Si le titre du livre surprend et peut choquer, les perspectives ouvertes sont immenses. L’amour et la foi s’y livrent dans une haute et austère nudité qui les transfigure comme sur le mont Thabor. Et le chemin de dépouillement qui s’y propose mène encore plus loin que le singulier travail d’enfantement dévoilé par ce poème. Joie et douleur, fervente et féconde passion. En errance, notre monde et l’Église ont besoin que de telles traversées soient tentées.

Offert à une femme aimée au long d’une terrible agonie, et à jamais inscrit en lettres d’or sur sa tombe, cet écho du « Cantique des cantiques » chante la vie qui franchit la mort, l’éphémère qui est promesse d’éternité. Ode à l’amour issue d’un souffle venu d’ailleurs, léger et puissant, relayé par la transparente fidélité d’un homme pour être partagé aux quatre vents. Modeste et souveraine, la poésie devance la théologie.

Au fond de l’abîme, détresse et larmes. Gabriel Ringlet ressent une impuissance et une solitude sans issue. Mais, dans un mutuel respect, la communion avec l’être aimé demeure entière. C’est dans la fugacité et la simplicité du quotidien que, minute après minute et jour après jour, se propose le salut quand ne reste que l’ordinaire le plus ordinaire pour sauvegarder la vie face au cauchemar et au néant. Ultime déprise qui fait place à une sereine et inébranlable confiance.

Bien qu’il relate un itinéraire éminemment personnel, le livre se situe d’emblée dans l’universel. Dans ses entrailles, la création entière souffre de chaque mort, se réjouit de la moindre tendresse et aspire ensemble à la rédemption. La communion des saints n’exclut personne et accueille même les bêtes et les plantes. Acceptation de la finitude et anticipation de l’infini. Le ciel à ras de terre, à la faveur d’une messe divinement humaine, désencombrée de la routine religieuse.
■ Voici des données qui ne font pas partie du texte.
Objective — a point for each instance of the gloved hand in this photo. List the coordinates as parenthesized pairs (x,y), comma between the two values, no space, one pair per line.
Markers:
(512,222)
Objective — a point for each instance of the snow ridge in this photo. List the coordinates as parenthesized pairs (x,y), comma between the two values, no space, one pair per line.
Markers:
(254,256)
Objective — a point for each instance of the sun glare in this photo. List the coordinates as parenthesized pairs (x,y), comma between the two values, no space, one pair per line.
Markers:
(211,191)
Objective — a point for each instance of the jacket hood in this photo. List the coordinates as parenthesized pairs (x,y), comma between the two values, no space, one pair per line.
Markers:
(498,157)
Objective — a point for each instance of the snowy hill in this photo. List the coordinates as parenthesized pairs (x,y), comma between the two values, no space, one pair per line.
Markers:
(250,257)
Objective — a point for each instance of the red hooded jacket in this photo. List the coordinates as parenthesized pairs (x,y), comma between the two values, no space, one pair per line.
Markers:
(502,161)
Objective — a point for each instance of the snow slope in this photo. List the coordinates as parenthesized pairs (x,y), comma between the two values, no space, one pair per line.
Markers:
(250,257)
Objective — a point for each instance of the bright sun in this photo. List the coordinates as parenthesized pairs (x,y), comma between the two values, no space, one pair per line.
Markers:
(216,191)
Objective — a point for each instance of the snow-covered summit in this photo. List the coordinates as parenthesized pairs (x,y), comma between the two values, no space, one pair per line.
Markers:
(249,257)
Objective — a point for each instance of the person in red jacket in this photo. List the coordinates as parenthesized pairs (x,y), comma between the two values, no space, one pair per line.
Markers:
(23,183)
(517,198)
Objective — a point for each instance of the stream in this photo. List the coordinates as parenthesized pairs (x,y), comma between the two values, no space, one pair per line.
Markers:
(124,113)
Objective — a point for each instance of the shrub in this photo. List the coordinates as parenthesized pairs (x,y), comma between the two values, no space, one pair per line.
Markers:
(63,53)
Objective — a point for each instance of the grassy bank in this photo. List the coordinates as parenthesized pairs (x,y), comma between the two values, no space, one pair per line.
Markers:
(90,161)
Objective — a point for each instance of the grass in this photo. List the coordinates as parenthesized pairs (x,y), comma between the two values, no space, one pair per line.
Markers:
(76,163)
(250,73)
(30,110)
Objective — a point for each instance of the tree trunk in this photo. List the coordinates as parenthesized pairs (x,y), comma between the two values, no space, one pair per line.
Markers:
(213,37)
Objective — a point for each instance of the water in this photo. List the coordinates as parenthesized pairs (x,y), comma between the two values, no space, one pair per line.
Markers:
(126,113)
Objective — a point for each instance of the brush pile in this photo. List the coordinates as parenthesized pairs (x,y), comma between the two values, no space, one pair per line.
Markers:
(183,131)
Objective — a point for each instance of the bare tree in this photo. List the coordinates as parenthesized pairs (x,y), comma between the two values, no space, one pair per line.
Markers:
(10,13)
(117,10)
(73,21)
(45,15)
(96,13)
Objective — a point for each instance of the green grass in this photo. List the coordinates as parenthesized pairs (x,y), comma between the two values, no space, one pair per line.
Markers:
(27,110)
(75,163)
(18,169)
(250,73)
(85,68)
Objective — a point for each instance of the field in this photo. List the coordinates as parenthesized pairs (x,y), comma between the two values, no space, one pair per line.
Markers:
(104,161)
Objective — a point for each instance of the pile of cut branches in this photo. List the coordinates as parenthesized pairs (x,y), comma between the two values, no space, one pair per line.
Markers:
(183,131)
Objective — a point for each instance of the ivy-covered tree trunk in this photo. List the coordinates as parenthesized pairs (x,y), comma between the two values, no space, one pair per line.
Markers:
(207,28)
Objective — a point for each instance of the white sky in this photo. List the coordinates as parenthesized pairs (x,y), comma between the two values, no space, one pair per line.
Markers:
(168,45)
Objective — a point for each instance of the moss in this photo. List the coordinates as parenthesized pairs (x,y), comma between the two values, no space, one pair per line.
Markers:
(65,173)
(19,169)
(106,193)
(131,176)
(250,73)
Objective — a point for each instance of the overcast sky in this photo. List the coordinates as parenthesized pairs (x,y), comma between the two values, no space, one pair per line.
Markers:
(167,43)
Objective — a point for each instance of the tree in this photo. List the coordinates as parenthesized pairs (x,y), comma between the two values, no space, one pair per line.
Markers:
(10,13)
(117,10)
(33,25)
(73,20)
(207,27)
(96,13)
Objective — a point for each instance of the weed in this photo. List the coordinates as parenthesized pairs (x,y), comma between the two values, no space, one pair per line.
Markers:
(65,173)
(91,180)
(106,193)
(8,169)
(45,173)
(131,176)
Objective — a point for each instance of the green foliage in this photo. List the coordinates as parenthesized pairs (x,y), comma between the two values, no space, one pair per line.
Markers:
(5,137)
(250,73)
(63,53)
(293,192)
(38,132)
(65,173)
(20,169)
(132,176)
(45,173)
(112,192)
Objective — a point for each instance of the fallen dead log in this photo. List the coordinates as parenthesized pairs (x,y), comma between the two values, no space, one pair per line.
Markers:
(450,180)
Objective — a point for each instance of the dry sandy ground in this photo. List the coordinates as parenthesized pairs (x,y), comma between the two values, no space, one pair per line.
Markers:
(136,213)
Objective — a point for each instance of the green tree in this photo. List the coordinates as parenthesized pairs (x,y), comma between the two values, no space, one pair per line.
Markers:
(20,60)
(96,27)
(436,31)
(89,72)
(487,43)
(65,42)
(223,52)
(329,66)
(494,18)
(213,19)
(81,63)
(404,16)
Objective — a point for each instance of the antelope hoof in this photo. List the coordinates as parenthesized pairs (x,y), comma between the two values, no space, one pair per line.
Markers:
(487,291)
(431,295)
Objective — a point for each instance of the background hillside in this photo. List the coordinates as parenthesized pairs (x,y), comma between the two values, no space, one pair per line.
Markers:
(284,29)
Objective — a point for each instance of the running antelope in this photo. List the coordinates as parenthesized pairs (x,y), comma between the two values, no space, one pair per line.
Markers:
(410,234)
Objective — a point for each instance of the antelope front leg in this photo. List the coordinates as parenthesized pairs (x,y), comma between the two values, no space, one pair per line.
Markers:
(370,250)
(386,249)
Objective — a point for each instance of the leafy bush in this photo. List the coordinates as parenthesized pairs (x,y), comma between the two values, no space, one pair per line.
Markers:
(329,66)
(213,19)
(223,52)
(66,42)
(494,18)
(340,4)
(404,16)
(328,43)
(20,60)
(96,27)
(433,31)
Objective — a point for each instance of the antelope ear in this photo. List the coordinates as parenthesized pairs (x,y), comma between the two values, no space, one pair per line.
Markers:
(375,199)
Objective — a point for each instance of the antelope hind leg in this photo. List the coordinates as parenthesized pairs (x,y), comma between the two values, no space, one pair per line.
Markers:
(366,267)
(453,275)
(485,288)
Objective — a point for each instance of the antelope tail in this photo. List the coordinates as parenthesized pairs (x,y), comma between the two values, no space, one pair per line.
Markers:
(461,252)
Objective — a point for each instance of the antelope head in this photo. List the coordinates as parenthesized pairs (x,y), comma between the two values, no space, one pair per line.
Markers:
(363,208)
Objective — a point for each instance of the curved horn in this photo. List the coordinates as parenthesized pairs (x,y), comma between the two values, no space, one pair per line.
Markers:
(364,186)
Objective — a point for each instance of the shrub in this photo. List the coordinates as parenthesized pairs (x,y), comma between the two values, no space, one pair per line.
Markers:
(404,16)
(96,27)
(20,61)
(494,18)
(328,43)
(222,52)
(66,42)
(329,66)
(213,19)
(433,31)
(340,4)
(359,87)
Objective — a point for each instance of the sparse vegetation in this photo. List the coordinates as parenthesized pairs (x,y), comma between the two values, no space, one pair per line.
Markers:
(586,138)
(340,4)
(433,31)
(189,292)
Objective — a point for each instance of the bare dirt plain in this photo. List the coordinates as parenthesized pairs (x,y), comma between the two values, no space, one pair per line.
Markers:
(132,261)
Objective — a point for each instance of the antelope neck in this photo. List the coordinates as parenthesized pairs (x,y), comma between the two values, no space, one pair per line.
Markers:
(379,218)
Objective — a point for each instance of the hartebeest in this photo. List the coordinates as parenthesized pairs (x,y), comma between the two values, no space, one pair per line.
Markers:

Cette eucharistie célèbre le mystère du pain et du vin distribués, des corps brisés et du sang versé, de l’amour qui est source de vie pour toujours. Réinterprétant la « Messe sur le Monde » de Teilhard de Chardin, Gabriel Ringlet parle d’une transsubstantiation qui instaure la présence réelle de Dieu au plus intime des réalités charnelles, qui fait advenir Dieu au cœur de la vie humaine pour l’accomplir et la sauver. Et, dépassant nos frontières, cette eucharistie inédite invite sans distinction les croyants et les athées, et tous nos semblables de bonne volonté, pour que l’homme accède à sa pleine et sublime dimension d’humanité.

*

Pages fulgurantes, qui rayonnent une foi et une liberté imprenables. Se fiant à l’évangile, leur auteur n’a pas craint de déplaire aux tenants des idées reçues et de l’ordre établi. Son Dieu est indifférent à la puissance et à la gloire qu’on lui prête dans la foulée des fantasmes humains, mais il fait siennes la faiblesse et la misère des hommes. Le chemin de souffrance et d’amour suivi dans « Ceci est ton corps » ouvre ainsi sur toutes les détresses. Et notamment, loin de nous et de l’Église, sur la douleur de la multitude des réprouvés qui peuplent les enfers engendrés par le cours actuel du monde.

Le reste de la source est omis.